Member of the Legislative Assembly of Saskatchewan
- In office 1978–1986
- Preceded by: Roy Edgar Nelson
- Succeeded by: Ralph Goodale
- Constituency: Assiniboia-Gravelbourg
- In office 1971–1975
- Preceded by: James Benjamin Hooker
- Constituency: Notukeu-Willow Bunch

Personal details
- Born: October 20, 1932 Gravelbourg, Saskatchewan, Canada
- Died: September 6, 2026 (aged 93)
- Party: Saskatchewan New Democratic Party
- Spouse: Joyce Beverly Baumbach ​ ​(m. 1955)​
- Occupation: farmer

= Allen Engel =

Canadian politician (1932–2026)

Allen Willard Engel (October 20, 1932 – September 6, 2026) was a Canadian politician and farmer in the province of Saskatchewan. He represented Notukeu-Willow Bunch from 1971 to 1975 and Assiniboia-Gravelbourg from 1978 to 1986 in the Legislative Assembly of Saskatchewan as a New Democratic Party (NDP) member.

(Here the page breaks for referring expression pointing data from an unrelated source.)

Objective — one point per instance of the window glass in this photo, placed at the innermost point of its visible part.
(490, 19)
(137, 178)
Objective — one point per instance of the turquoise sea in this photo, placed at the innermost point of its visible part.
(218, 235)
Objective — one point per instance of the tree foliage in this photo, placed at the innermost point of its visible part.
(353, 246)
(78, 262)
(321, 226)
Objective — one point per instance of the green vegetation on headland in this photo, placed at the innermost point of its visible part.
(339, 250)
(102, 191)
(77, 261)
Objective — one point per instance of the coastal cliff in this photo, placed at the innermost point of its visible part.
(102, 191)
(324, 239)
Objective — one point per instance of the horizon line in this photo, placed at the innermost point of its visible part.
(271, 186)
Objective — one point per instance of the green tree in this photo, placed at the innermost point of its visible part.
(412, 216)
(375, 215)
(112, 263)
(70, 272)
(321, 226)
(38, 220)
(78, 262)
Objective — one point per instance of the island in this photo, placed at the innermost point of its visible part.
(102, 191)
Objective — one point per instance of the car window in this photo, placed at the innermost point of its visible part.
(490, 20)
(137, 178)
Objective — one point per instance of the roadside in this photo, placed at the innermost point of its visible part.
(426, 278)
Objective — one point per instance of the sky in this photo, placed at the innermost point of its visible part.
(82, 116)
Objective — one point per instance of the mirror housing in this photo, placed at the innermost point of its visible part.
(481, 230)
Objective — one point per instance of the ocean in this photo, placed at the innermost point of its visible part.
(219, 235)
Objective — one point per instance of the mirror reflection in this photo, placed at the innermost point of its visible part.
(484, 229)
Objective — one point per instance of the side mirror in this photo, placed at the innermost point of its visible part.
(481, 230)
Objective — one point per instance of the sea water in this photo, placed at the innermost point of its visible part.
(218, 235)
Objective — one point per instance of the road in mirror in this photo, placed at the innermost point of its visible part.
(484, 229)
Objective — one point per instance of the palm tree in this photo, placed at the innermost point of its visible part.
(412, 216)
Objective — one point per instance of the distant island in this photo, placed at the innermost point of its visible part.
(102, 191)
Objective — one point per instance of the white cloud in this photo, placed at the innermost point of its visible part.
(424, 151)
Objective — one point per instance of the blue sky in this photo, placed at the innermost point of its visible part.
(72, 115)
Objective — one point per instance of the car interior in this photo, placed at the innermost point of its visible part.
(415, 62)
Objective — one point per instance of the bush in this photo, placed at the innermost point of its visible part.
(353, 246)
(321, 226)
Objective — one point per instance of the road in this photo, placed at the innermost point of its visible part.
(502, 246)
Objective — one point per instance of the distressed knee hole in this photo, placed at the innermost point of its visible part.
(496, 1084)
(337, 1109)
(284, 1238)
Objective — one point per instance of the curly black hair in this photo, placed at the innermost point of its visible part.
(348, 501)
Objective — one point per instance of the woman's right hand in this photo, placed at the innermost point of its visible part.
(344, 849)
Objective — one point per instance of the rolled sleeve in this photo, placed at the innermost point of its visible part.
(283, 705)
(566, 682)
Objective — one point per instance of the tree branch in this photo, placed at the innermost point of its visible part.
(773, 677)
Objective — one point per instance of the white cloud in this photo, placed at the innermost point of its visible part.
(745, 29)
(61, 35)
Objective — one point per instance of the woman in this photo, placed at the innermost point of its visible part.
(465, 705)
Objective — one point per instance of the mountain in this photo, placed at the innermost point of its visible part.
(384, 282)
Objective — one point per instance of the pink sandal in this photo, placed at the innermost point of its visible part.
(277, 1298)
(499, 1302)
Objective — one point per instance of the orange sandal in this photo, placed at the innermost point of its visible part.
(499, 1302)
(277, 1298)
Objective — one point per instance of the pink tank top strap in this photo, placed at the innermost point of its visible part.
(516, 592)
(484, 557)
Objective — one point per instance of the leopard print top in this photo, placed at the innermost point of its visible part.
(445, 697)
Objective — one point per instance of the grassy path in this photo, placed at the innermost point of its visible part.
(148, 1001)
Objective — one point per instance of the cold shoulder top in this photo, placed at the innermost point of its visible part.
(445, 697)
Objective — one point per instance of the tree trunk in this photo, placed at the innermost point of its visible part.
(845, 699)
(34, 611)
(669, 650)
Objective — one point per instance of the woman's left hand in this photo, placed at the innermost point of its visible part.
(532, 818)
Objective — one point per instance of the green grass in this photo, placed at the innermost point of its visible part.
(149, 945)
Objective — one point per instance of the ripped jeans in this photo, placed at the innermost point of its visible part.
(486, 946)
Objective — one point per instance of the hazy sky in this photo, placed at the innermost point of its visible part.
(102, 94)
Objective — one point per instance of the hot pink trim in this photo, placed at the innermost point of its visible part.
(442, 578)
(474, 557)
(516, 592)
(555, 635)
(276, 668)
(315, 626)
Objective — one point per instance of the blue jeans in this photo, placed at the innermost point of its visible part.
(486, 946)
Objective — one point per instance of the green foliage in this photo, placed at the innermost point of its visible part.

He was born in Gravelbourg, Saskatchewan in 1932, the son of Emil and Charlotte Engel. Engel studied at the Saskatchewan Teacher's College and taught school for several years. In 1955, he married Joyce Beverly Baumbach of Lodi, California. Engel ran unsuccessfully in the newly created Assiniboia-Gravelbourg riding in 1975 before being elected again in 1978.

Engel survived the Progressive Conservative landslide in 1982; Liberal leader Ralph Goodale was also running in the riding, turning the contest into a three-way race. However, Engel was defeated by Goodale when he ran for reelection to the assembly in 1986 and was defeated again by John Thomas Wolfe in a 1988 by-election held after Goodale ran for a federal seat. Engel served as the Legislative Secretary to the Minister of Agriculture from 1978 - 1982, and Agriculture Critic from 1982 - 1986. During his tenure, Engel was instrumental in the preservation of the Grasslands National Park in Southern Saskatchewan, home to some of the world's oldest varieties of virgin prairie. Engel also focussed his efforts on international development including supervising Saskatchewan matching grants for agricultural growth in Africa, and later serving on international development boards. A street in Regina, Saskatchewan was named to honour his service to the province in 2002.

Engel died on September 6, 2026, at the age of 93. He had Parkinson's disease in the ten years prior to his death.